The development of a non-intrusive method to evaluate residual pipe section after plastic deformation of pipelines has been investigated by Saipem. Experimental and numerical activities have been carried out to support this effort, involving full-scale four-point bending tests and Finite Element Analysis (FEA) fully reproducing the experimental setup, including pipe sample geometry and actual material behavior. The occurrence of localized strain in the load application points, that would have impaired the later use of the pipes in the field verification trials of the new non-intrusive method, was avoided by means of a careful selection of the pipe geometry and material and of the experimental configuration. All tests were successfully performed, producing in all cases a pipe with the target level of deformation, and showing good agreement with the FEA model.

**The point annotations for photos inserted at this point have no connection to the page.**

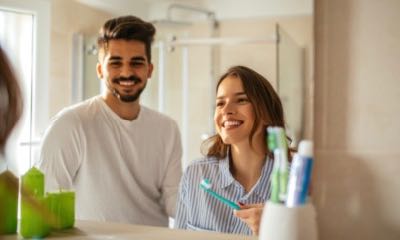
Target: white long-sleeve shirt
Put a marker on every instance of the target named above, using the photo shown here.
(122, 170)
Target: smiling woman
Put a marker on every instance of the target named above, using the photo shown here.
(236, 160)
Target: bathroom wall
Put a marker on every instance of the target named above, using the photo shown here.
(356, 186)
(68, 17)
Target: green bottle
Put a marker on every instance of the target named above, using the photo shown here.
(62, 206)
(8, 202)
(34, 206)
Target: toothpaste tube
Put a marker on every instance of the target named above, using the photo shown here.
(300, 175)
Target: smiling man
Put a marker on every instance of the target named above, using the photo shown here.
(122, 159)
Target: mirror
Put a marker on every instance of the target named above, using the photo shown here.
(196, 44)
(196, 41)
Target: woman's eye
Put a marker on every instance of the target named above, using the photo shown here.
(219, 104)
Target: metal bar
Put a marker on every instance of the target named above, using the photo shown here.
(220, 41)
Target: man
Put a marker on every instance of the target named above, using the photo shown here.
(122, 159)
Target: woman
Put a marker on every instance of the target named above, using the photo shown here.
(237, 162)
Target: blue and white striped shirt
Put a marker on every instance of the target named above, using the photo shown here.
(197, 210)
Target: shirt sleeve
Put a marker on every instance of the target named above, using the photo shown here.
(60, 155)
(172, 174)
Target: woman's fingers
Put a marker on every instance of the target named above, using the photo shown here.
(251, 215)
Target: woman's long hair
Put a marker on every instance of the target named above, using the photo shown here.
(10, 99)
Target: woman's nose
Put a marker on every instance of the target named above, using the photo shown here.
(229, 109)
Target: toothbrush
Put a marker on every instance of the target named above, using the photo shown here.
(206, 186)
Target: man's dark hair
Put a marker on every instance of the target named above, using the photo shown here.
(127, 28)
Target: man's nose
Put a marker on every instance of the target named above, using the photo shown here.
(127, 71)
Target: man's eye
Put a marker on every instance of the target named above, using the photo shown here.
(114, 64)
(137, 64)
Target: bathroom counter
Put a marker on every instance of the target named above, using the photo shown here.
(106, 230)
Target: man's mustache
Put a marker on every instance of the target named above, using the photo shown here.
(131, 78)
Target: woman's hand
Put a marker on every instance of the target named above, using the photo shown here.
(251, 215)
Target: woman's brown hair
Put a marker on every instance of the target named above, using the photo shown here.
(266, 103)
(10, 99)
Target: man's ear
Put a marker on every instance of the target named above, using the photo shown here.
(99, 70)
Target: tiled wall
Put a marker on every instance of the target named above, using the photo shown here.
(68, 17)
(356, 121)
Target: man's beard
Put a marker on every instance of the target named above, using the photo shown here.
(132, 97)
(128, 97)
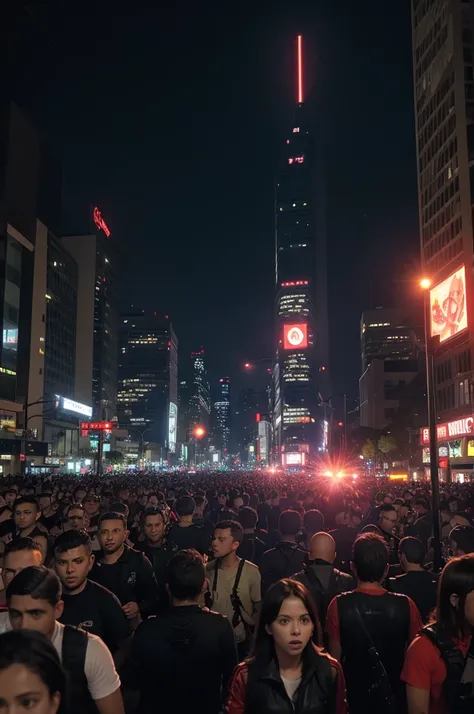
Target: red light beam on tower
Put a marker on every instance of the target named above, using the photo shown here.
(300, 69)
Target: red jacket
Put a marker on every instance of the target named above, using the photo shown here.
(238, 685)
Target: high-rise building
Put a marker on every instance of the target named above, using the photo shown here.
(301, 315)
(222, 417)
(147, 399)
(388, 334)
(443, 63)
(95, 256)
(200, 397)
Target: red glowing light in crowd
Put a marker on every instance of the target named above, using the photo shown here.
(300, 69)
(99, 221)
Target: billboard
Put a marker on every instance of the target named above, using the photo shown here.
(172, 426)
(448, 312)
(295, 336)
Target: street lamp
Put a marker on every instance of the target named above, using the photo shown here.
(425, 285)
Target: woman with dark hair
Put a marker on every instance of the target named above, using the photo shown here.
(287, 672)
(31, 676)
(436, 660)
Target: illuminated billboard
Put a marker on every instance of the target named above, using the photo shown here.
(448, 312)
(295, 336)
(172, 426)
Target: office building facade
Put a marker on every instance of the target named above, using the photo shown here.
(300, 293)
(147, 399)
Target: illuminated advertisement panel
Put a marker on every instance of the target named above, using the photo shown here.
(172, 426)
(448, 312)
(295, 336)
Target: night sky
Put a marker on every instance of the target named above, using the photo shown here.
(172, 120)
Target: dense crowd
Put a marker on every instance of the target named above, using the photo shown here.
(236, 593)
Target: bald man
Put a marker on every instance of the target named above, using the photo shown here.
(322, 579)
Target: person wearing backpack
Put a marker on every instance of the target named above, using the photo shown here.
(369, 630)
(287, 672)
(319, 575)
(34, 603)
(234, 584)
(438, 671)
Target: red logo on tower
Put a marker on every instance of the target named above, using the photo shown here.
(295, 336)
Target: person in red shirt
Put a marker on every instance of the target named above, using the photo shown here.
(287, 671)
(424, 671)
(371, 617)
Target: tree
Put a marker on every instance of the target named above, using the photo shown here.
(368, 450)
(387, 444)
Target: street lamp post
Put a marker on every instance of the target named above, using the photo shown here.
(431, 404)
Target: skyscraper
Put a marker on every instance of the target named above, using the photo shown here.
(300, 290)
(222, 416)
(443, 59)
(147, 398)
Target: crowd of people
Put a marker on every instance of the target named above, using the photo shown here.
(238, 593)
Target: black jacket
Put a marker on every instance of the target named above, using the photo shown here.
(283, 561)
(420, 586)
(181, 661)
(265, 692)
(324, 582)
(131, 579)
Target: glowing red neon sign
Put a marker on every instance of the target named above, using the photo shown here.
(100, 223)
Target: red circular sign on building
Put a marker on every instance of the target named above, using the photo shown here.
(295, 336)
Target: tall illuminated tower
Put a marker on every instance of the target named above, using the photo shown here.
(300, 272)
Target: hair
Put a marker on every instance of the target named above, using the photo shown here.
(72, 539)
(186, 574)
(313, 521)
(38, 582)
(457, 578)
(370, 556)
(248, 517)
(263, 650)
(463, 536)
(386, 508)
(289, 522)
(234, 527)
(413, 549)
(26, 500)
(113, 516)
(18, 544)
(35, 652)
(185, 506)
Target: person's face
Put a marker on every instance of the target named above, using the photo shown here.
(293, 627)
(73, 567)
(26, 514)
(223, 542)
(45, 503)
(23, 692)
(13, 563)
(92, 507)
(75, 519)
(388, 521)
(79, 495)
(154, 528)
(27, 613)
(112, 535)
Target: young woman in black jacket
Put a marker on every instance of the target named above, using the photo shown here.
(287, 673)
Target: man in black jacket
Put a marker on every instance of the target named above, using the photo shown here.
(416, 582)
(124, 571)
(286, 558)
(182, 661)
(322, 579)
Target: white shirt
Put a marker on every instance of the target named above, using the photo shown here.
(99, 668)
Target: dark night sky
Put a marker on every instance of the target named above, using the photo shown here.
(171, 121)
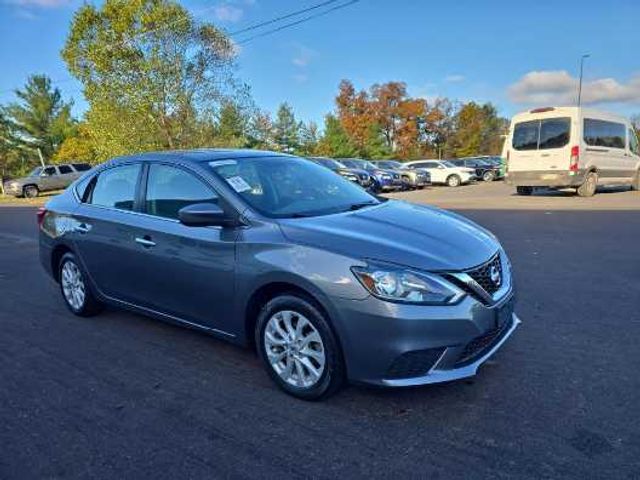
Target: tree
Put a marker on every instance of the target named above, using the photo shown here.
(308, 135)
(335, 142)
(40, 119)
(285, 129)
(152, 75)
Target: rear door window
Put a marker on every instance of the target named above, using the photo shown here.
(542, 134)
(116, 187)
(600, 133)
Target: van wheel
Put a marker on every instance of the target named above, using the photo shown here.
(589, 186)
(298, 348)
(636, 182)
(453, 181)
(30, 191)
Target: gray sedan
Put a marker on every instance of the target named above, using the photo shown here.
(326, 281)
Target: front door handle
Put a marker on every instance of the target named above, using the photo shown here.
(82, 228)
(145, 241)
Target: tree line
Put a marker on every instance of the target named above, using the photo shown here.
(155, 78)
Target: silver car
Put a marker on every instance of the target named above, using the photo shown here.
(44, 179)
(328, 282)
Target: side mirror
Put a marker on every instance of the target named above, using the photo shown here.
(204, 215)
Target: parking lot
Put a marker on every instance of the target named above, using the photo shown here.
(122, 395)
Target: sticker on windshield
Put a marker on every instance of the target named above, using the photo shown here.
(222, 163)
(239, 184)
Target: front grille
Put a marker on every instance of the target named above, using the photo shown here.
(415, 363)
(483, 275)
(479, 345)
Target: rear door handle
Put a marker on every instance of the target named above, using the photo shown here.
(82, 228)
(145, 241)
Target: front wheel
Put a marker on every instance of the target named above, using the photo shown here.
(75, 290)
(30, 191)
(589, 186)
(488, 176)
(298, 348)
(454, 181)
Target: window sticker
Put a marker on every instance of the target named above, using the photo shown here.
(238, 184)
(222, 163)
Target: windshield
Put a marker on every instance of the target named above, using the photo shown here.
(286, 187)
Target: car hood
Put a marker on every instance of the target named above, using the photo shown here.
(398, 232)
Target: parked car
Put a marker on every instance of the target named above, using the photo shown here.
(444, 172)
(361, 177)
(483, 169)
(326, 280)
(411, 178)
(383, 180)
(47, 178)
(559, 147)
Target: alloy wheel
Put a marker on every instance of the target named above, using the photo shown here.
(73, 285)
(294, 349)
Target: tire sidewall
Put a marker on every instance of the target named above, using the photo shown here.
(333, 374)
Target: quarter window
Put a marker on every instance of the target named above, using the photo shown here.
(116, 187)
(633, 142)
(169, 189)
(600, 133)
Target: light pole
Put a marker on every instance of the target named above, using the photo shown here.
(586, 55)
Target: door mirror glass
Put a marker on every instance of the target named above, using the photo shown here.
(203, 215)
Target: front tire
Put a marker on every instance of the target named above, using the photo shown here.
(298, 348)
(488, 176)
(454, 181)
(589, 186)
(30, 191)
(75, 289)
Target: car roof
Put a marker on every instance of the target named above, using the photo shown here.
(199, 155)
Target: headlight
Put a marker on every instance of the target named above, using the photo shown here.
(407, 286)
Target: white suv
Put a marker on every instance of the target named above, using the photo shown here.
(444, 172)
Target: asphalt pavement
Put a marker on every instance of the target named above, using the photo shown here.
(123, 396)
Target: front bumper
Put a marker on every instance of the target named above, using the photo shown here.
(396, 345)
(545, 178)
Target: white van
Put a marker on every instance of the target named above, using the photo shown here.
(571, 147)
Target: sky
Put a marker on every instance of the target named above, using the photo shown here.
(515, 54)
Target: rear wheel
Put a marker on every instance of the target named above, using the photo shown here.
(636, 182)
(30, 191)
(298, 348)
(75, 290)
(589, 186)
(526, 191)
(454, 181)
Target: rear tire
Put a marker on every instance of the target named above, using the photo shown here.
(589, 186)
(635, 185)
(454, 181)
(30, 191)
(75, 289)
(298, 348)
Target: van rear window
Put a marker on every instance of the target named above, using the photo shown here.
(600, 133)
(542, 134)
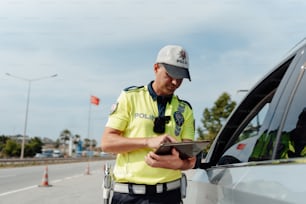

Working in deep/ultra-deep water and harsh environments requires advanced engineering and installation capabilities to meet the challenges of laying heavy pipes and long catenaries in harsh meteo-ocean conditions. Dedicated vessels and special purpose equipment are needed in order to make viable offshore operations in a safe and reliable way, safeguarding the lay vessel equipment and preventing accidental damage or flooding of the pipeline.
During laying operations from a pipe-laying vessel, the pipeline piggability shall be guaranteed until complete deployment onto the seabed. The currently mechanical methods used by offshore industry to perform buckle detection present some operative drawbacks, particularly the potential damage of the pipeline internal coating. To overcome these issues, the possibility to develop a non-intrusive method to evaluate the residual pipe section after an incidental event causing a certain degree of deflection has been investigated by Saipem.
As a result, Saipem has developed a non-intrusive tool to monitor anomalies along the line, e.g. buckles, water intrusion and obstacles that may occur during pipelay operations. It can remotely investigate long stretches (up to some km) of the line, classifying and quantifying the measured anomalies.